A tortoise prioritises protection of the head in an overnight scrape in cold, wet weather.
This juvenile emerged after a night where ambient temperatures fell to -0.5 Celsius but by basking soon elevated its core body temperature to +25.3 Celsius. One area where juveniles and adults do differ is that the smaller body mass of juveniles means that they respond more rapidly to basking than do larger adults due to thermal inertia.
All of the tortoises shown here are healthy, wild Testudo graeca graeca measured in their natural habitat. These temperatures are not exceptional. At certain points in the year they are entirely typical.
It is also worth noting that of all the 'Testudo' group, Testudo g. graeca is reputed to be by far the most 'delicate' or fragile. Certainly the temperatures and conditions experienced by T. ibera in parts of its range are far, far more severe than those experienced by Testudo g. graeca here in Spain or North Africa.

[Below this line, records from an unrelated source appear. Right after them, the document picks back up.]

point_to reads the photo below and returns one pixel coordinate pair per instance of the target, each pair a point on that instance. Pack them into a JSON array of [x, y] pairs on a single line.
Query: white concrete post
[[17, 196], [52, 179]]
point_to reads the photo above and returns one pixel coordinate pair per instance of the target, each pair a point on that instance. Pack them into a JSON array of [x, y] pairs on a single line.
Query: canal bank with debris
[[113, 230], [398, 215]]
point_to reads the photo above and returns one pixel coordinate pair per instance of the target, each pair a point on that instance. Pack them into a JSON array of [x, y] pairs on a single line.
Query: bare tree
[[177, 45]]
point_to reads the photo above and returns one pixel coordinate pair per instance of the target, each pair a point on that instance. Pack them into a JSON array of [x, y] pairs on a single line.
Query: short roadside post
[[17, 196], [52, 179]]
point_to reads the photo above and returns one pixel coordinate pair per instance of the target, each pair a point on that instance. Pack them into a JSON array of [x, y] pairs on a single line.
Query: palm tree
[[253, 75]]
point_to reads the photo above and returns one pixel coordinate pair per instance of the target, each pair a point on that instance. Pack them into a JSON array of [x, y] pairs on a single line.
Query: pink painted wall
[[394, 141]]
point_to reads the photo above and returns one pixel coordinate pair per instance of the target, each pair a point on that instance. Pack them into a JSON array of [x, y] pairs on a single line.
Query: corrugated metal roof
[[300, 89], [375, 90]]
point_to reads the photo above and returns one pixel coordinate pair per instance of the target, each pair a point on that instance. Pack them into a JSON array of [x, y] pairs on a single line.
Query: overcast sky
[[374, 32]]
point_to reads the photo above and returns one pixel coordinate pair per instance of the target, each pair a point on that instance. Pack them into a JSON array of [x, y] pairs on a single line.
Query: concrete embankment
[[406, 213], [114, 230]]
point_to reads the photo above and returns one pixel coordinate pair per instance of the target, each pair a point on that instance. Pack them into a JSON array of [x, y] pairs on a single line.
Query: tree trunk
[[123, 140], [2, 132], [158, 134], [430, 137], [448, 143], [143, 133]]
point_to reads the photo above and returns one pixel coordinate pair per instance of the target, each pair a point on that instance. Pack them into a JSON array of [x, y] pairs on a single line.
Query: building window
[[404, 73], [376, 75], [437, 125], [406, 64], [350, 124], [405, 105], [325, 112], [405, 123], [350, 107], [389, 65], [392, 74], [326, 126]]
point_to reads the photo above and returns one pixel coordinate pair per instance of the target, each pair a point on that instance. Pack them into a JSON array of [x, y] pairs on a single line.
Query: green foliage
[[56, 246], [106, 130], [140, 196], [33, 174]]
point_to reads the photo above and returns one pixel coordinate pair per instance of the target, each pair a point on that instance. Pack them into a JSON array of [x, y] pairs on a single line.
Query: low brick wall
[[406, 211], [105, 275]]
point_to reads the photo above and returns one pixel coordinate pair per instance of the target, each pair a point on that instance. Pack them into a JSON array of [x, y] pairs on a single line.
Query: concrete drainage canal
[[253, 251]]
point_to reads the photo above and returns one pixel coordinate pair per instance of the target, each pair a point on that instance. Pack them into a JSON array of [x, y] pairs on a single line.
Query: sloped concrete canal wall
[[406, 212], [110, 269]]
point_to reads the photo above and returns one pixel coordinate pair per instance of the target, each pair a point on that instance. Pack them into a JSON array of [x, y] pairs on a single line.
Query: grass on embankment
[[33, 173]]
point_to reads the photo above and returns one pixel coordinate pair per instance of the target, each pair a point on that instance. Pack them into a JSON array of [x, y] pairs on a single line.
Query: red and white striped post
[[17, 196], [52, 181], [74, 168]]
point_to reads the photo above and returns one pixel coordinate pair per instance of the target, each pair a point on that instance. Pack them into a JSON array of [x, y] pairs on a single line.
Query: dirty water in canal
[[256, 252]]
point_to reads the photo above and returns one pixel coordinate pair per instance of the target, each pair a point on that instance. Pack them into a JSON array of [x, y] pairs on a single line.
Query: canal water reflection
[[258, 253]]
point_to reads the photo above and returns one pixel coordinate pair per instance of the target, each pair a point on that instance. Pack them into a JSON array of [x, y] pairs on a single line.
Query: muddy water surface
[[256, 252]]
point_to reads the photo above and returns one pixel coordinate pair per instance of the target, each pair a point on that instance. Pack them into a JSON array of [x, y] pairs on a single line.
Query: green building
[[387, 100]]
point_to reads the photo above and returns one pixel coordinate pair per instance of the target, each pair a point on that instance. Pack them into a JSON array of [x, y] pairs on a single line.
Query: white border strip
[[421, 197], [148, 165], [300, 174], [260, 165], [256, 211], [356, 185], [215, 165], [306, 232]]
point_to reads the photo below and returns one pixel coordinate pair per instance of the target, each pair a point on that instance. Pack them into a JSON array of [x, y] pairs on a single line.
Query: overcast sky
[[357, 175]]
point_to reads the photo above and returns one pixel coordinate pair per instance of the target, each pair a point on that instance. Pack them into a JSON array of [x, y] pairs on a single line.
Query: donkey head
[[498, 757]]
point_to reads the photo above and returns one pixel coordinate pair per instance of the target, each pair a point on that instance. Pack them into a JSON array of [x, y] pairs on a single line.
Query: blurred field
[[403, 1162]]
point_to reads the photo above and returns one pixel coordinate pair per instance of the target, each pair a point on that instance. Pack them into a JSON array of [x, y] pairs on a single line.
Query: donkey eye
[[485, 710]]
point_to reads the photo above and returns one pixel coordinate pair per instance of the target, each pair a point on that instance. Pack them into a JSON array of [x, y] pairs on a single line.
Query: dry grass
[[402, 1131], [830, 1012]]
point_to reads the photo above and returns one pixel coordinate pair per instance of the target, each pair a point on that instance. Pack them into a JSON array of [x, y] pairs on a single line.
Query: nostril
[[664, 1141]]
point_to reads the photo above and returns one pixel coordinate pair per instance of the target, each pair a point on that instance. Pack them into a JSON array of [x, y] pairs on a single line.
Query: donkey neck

So, to conclude. No, they do not require a minimum of 30, 25, 15 or any similar double-digit overnight temperature measured in degrees Celsius to survive or be safe. There is zero basis for such claims, and any 'expert' who vehemently insists that they do is no 'expert'.
Obviously, we are in no way suggesting that you should deliberately subject tortoises to freezing conditions or extended periods of cold, miserable weather. What we are saying however, is that some of the 'facts' that you will read on the internet or on social media are demonstrably untrue and are grossly misleading. The thermodynamics of basking reptiles, and their overall biology and ecology is much more subtle and complex than many believe. We do them no good service by propagating false information or by spreading baseless myths.